# went to mall and did somewhat OK



## lyssado707 (Oct 29, 2004)

,.,.,.,.


----------



## missperfection (Jun 21, 2005)

I'm glad you had a good experience. I love Bath & Body Works too...I actually think I have somewhat of an addiction to their products. Their salespeople do tend to be a little pushy sometimes, so I just say "Thanks for your help, but I'm just looking" and keep shopping.


----------



## CoconutHolder (Oct 13, 2007)

Glad you had a good experience.

I've been going to the mall a lot more lately to break myself in more. Its one of my biggest challenges. I keep getting better though. Some days are better than others.
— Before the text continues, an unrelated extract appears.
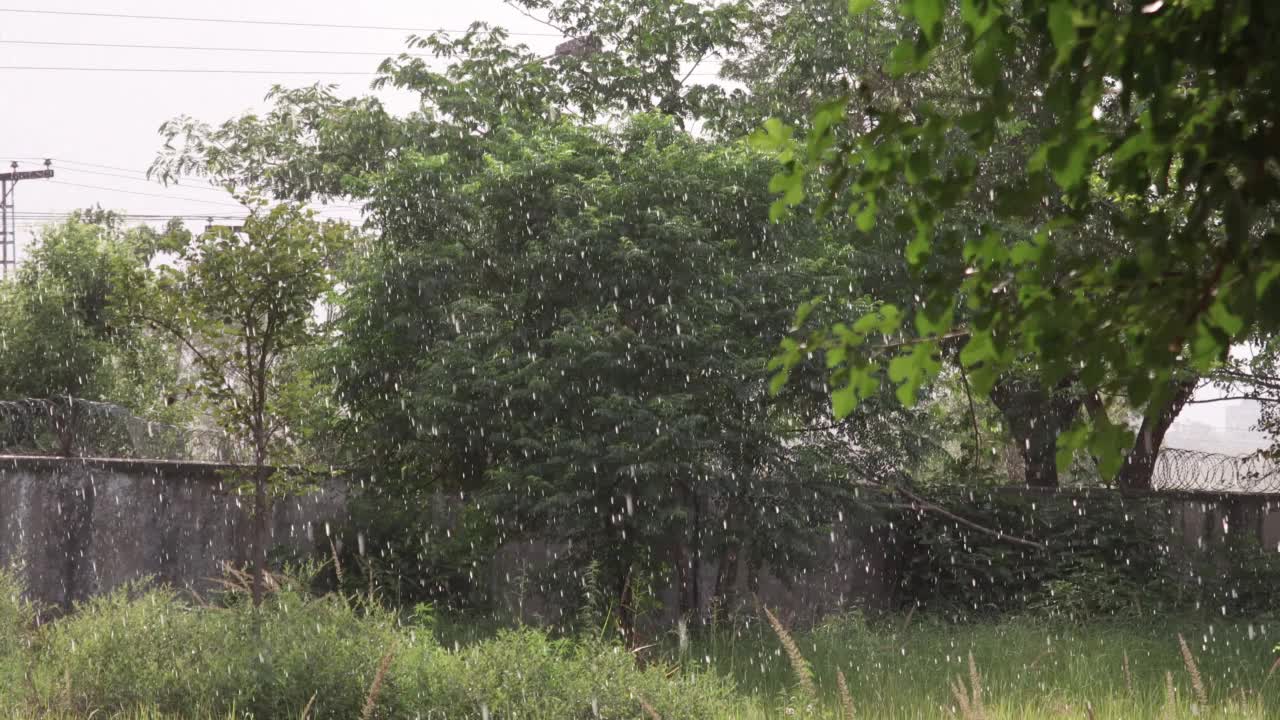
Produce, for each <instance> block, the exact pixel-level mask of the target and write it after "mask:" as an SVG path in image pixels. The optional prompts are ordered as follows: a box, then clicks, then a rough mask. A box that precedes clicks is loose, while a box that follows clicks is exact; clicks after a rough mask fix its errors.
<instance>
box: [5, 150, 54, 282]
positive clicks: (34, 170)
mask: <svg viewBox="0 0 1280 720" xmlns="http://www.w3.org/2000/svg"><path fill="white" fill-rule="evenodd" d="M9 168H10V169H12V172H8V173H0V277H5V275H8V274H9V270H12V269H13V268H17V266H18V215H17V214H15V213H14V206H13V195H14V192H13V191H14V186H17V184H18V181H20V179H47V178H51V177H54V168H52V161H50V160H45V169H44V170H18V163H9Z"/></svg>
OMG I pushy sales people get on my nerves. I don't understand how some sales people think you need help with something AS SOON AS YOU STEP FOOT IN THE STORE. Give me a chance to look around for 15 minutes then stop and look dazed before you ask me if I need help 30 times! I feel like I say "NO, thank you, I'm just looking." 300 times at every mall visit.


----------



## Beryl (Jan 9, 2007)

You have stones.

I could never go to the mall alone, its hard enough going with people.


----------



## lyssado707 (Oct 29, 2004)

CoconutHolder said:


> OMG I pushy sales people get on my nerves. I don't understand how some sales people think you need help with something AS SOON AS YOU STEP FOOT IN THE STORE. Give me a chance to look around for 15 minutes then stop and look dazed before you ask me if I need help 30 times! I feel like I say "NO, thank you, I'm just looking." 300 times at every mall visit.


Exactly.


----------



## eyesonmywall (Aug 24, 2007)

glad you had a good time. i'm also weirded out by the foodcourt! i always feel like everyone thinks i'm a mutant if i go there alone.


----------



## Gerard (Feb 3, 2004)

*Re: went to mall and did somewhat OKIt*

That's awesome carry.

It sounds like you did well and also managed well. That's great.
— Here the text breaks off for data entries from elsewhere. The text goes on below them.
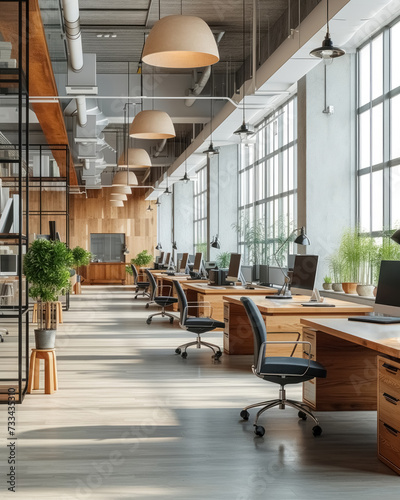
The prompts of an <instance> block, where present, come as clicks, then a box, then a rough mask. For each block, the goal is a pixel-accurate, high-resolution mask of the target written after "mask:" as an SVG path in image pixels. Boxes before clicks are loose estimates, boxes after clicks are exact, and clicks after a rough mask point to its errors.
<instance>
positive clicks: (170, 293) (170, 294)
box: [156, 285, 172, 297]
mask: <svg viewBox="0 0 400 500" xmlns="http://www.w3.org/2000/svg"><path fill="white" fill-rule="evenodd" d="M157 288H158V287H157ZM160 288H162V290H163V295H162V296H164V288H169V289H170V290H169V293H168V297H171V292H172V286H171V285H163V286H162V287H160ZM156 297H157V295H156Z"/></svg>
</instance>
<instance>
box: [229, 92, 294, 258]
mask: <svg viewBox="0 0 400 500" xmlns="http://www.w3.org/2000/svg"><path fill="white" fill-rule="evenodd" d="M239 189H240V192H239V196H240V198H239V200H240V201H239V224H238V225H239V248H240V252H241V253H242V255H243V256H244V261H245V263H246V264H260V263H262V264H264V263H270V264H271V265H275V264H276V263H275V262H272V260H271V257H272V255H273V253H274V252H275V251H276V250H277V249H278V247H279V245H280V244H281V243H282V242H283V241H284V240H285V239H286V238H287V236H288V234H289V231H290V230H292V229H293V228H294V227H293V225H294V221H295V220H296V218H297V213H296V203H297V98H296V97H292V98H291V99H290V100H289V101H287V102H286V103H285V104H284V105H283V106H281V107H280V108H279V109H277V110H276V111H275V112H274V113H272V114H271V115H269V116H267V117H266V118H265V120H264V121H263V122H262V123H260V124H259V125H258V127H257V129H256V133H255V144H252V145H241V166H240V172H239ZM286 258H287V255H283V256H282V260H281V263H282V264H286Z"/></svg>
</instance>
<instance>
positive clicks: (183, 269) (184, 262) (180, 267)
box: [179, 253, 189, 273]
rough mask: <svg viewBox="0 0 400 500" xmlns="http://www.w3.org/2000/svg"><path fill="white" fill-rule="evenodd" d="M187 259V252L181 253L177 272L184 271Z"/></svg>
mask: <svg viewBox="0 0 400 500" xmlns="http://www.w3.org/2000/svg"><path fill="white" fill-rule="evenodd" d="M188 259H189V254H188V253H184V254H183V255H182V259H181V262H180V264H179V272H181V273H185V272H186V268H187V263H188Z"/></svg>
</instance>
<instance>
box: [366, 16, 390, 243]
mask: <svg viewBox="0 0 400 500" xmlns="http://www.w3.org/2000/svg"><path fill="white" fill-rule="evenodd" d="M399 42H400V22H399V21H397V22H395V23H393V24H392V25H391V26H388V27H386V28H384V29H383V30H382V31H381V32H380V33H379V34H377V35H376V36H375V37H374V38H372V39H371V40H369V41H368V42H367V43H365V44H364V45H363V46H361V47H360V48H359V50H358V106H357V118H358V221H359V224H360V229H361V231H363V232H367V233H371V234H372V235H373V236H379V235H380V233H381V231H382V230H383V229H395V228H397V227H398V224H399V223H400V197H399V195H398V193H399V188H400V139H399V138H400V65H399V63H398V56H397V47H398V44H399ZM396 194H397V196H396Z"/></svg>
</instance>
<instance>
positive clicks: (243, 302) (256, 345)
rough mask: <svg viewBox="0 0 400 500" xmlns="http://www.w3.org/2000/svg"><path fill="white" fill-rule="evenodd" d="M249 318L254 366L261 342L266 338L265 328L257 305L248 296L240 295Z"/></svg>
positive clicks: (259, 350) (266, 332) (244, 307)
mask: <svg viewBox="0 0 400 500" xmlns="http://www.w3.org/2000/svg"><path fill="white" fill-rule="evenodd" d="M240 300H241V302H242V304H243V305H244V309H245V311H246V314H247V316H248V318H249V321H250V325H251V329H252V330H253V338H254V366H257V363H258V354H259V352H260V347H261V344H262V343H263V342H265V341H266V340H267V329H266V328H265V323H264V320H263V317H262V316H261V313H260V311H259V309H258V307H257V306H256V305H255V303H254V302H253V301H252V300H251V299H249V297H240Z"/></svg>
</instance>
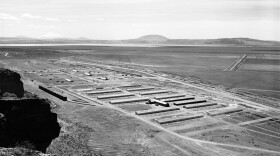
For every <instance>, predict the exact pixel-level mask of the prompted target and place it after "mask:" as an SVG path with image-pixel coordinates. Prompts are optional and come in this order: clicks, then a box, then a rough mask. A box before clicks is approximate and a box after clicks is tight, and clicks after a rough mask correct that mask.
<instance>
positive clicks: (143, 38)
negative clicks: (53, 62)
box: [0, 35, 280, 46]
mask: <svg viewBox="0 0 280 156" xmlns="http://www.w3.org/2000/svg"><path fill="white" fill-rule="evenodd" d="M0 44H151V45H162V46H171V45H174V46H178V45H182V46H185V45H190V46H280V42H279V41H264V40H257V39H251V38H219V39H169V38H167V37H164V36H161V35H146V36H142V37H139V38H136V39H128V40H93V39H88V38H84V37H80V38H76V39H71V38H31V37H26V36H18V37H0Z"/></svg>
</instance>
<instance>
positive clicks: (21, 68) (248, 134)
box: [0, 46, 280, 156]
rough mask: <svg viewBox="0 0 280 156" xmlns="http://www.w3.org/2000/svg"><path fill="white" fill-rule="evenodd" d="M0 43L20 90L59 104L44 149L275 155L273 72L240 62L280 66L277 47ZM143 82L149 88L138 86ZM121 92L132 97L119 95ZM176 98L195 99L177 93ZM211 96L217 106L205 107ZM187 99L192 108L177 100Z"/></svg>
mask: <svg viewBox="0 0 280 156" xmlns="http://www.w3.org/2000/svg"><path fill="white" fill-rule="evenodd" d="M0 50H1V52H2V53H4V54H5V55H1V56H0V61H1V62H0V63H1V65H2V66H5V67H6V68H10V69H12V70H14V71H17V72H19V73H20V74H21V76H22V80H23V81H24V84H25V86H26V87H25V88H27V90H29V91H31V92H35V93H37V94H38V95H39V96H42V97H45V98H48V99H50V100H51V101H52V102H53V103H55V105H56V107H55V108H54V110H53V111H55V112H56V113H57V114H58V119H59V123H60V124H61V126H62V131H61V134H60V136H59V137H58V138H56V139H55V140H54V141H53V142H52V144H51V145H50V147H49V148H48V150H47V153H50V154H58V155H69V154H73V152H74V154H77V155H78V154H81V153H83V154H84V155H132V154H136V155H215V156H216V155H222V156H223V155H277V154H278V155H279V154H280V151H279V146H280V145H279V137H280V136H279V128H280V127H279V107H280V106H279V99H277V97H278V96H277V94H272V93H276V92H278V91H279V87H280V86H279V85H276V84H277V83H279V76H280V75H279V72H277V71H275V70H270V71H268V70H263V69H264V68H265V67H263V68H259V69H258V70H251V69H246V68H244V67H245V66H246V65H247V64H252V63H254V64H257V63H258V62H260V60H261V61H262V62H261V63H259V64H258V65H262V66H266V65H267V64H272V65H278V58H279V48H277V47H109V46H52V47H51V46H44V47H42V46H41V47H1V48H0ZM7 53H8V54H7ZM244 54H247V55H248V56H247V57H248V58H247V59H248V60H245V62H243V63H242V64H241V65H240V67H238V68H237V69H236V70H233V71H225V69H226V68H227V67H229V66H231V65H232V64H233V63H234V62H235V61H236V60H237V59H239V58H240V57H241V56H243V55H244ZM7 56H9V57H7ZM272 58H273V59H272ZM276 58H277V59H276ZM255 59H257V61H256V60H255ZM271 60H272V61H271ZM41 84H43V85H47V86H49V87H50V89H51V90H53V91H55V92H57V93H59V94H61V95H63V96H66V97H67V101H61V100H59V99H58V98H56V97H54V96H51V95H49V94H47V93H45V92H43V91H42V90H39V89H38V85H41ZM148 87H150V88H151V89H149V90H145V88H148ZM139 88H142V89H143V88H144V90H137V89H139ZM131 89H134V91H133V90H131ZM135 89H136V91H135ZM125 94H127V95H132V96H116V95H125ZM178 95H179V97H178ZM181 95H182V96H183V97H184V98H187V97H192V98H193V99H191V100H190V99H189V100H178V99H180V96H181ZM101 97H102V98H101ZM162 97H163V98H162ZM270 97H273V98H270ZM170 98H171V99H172V98H173V99H175V101H174V100H173V102H171V103H168V104H169V105H170V106H169V107H167V106H166V105H165V104H164V101H165V100H166V99H169V100H170ZM135 99H144V100H140V101H137V100H136V101H135ZM151 99H158V100H159V101H161V102H159V103H158V102H151ZM176 100H178V101H176ZM199 100H202V102H201V101H200V102H199ZM116 101H117V102H116ZM118 102H119V103H118ZM176 102H179V103H181V104H182V106H181V105H176ZM211 102H212V103H213V102H214V103H215V104H214V105H211V106H209V105H207V103H208V104H209V103H211ZM190 104H191V105H193V106H197V107H195V108H186V107H184V106H190ZM141 112H142V113H143V112H144V114H141ZM145 112H146V114H145ZM215 113H216V114H215ZM162 121H164V122H165V123H164V122H162Z"/></svg>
I hope your dad likes your gift.

Best wishes,
Gerard


----------



## altrdperception (Oct 27, 2007)

Its weird, but since i'm in a new place, my SA is 100 times worse and has stayed that way for 9 months and counting...some days are better than others, but i really have to work up the courage just to order a coffee at starbux, anywhere I go it is packed with trendoids and VERY social/friendly cashiers where there are so many regulars. Plus i hate the new thing they implemented into the the "starbux experience" where they ask your name so they can call it out later. Ugh, do we have to get so personal people. Just give me my personality in a cup and leave me be lol I'm not getting started on the sales vultures... i really miss handling these things with much more ease. Life was a lot less stressful *sigh*

What i don't get is the crazy fluctuation in my confidence. If someone does anything to make me feel significant, my confidence is easily boosted. Like the other day, i needed to get change for the cab driver so we stopped by a hotel and i was rather smooth about the whole transaction. It was a cute guy working teh desk of a dead hotel and i really liked the brief but pleasant exchange of words. Other days, MOST days, i am so ready to run out of there back to my bubble of safety. Sometimes, my SA makes me overcompensate with a burst of happiness. I even seem to almost startle people. I get ridiculous and i can just see how fake i must seem lol :/


----------



## FairleighCalm (May 20, 2007)

Good job Carry. I can't stand malls, but love shopping in "real" neighborhoods".


----------



## 2Talkative (Nov 1, 2007)

I hate malls....far too much to process. I get like heat stroke in them too :0


----------



## QuietCoral (Mar 23, 2005)

carry said:


> CoconutHolder said:
> 
> 
> > OMG I pushy sales people get on my nerves. I don't understand how some sales people think you need help with something AS SOON AS YOU STEP FOOT IN THE STORE. Give me a chance to look around for 15 minutes then stop and look dazed before you ask me if I need help 30 times! I feel like I say "NO, thank you, I'm just looking." 300 times at every mall visit.
> ...


yeah i dont like pushy sales people either because it makes me nervous but.... i have no become one. i work in a christian book store and we are trained to do such things as greet every customer and ask if they need help!! i'm actually suprised how many people do want my help though and it doesnt bother them or cause them anxiety for me to ask. but yeah i understand how you feel.


----------



## ardrum (May 13, 2007)

Fantastic job! And you're right... you do have every right to be there.


----------